Treat your growing network as wealth. The value of each new person that joins your network expands your future reach.

10. Personal Growth and A Sense of Fulfillment

Employees who serve as mentors report greater job satisfaction and commitment to their organization. There have been several studies that link mentoring with career development and growth. In a 2013 study, Rajashi Ghosh and Thomas G. Reio found that mentors were more satisfied with their jobs and committed to their companies than non-mentors.

In many fields, a mentoring program shows potential employees a good corporate culture. An employee or supervisor taking someone under their wing promotes a different kind of bonding and global knowledge sharing. A supportive environment is right for the organization.
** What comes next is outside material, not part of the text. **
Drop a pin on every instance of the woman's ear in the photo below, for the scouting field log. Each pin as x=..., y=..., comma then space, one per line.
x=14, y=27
Employee engagement can reduce turnover, always a critical goal. Mentoring others is an effective way of experiencing work as meaningful. A 2015 study by Pam Kennett and Tim Lomas based on in-depth interviews produced findings that experienced mentors enhanced work-related fulfillment.

Final Thoughts

Mentoring relationships are win-win for both participants. For the mentee, it means gains insights and experiences from a seasoned person wanting to help you in school, career, sports, or at your workplace. The mentor realizes personal fulfillment while supporting a mentee. There may be hidden perks like improved habits such as listening carefully to others and reduced procrastination. I have always been grateful for the honor and opportunity to mentor someone.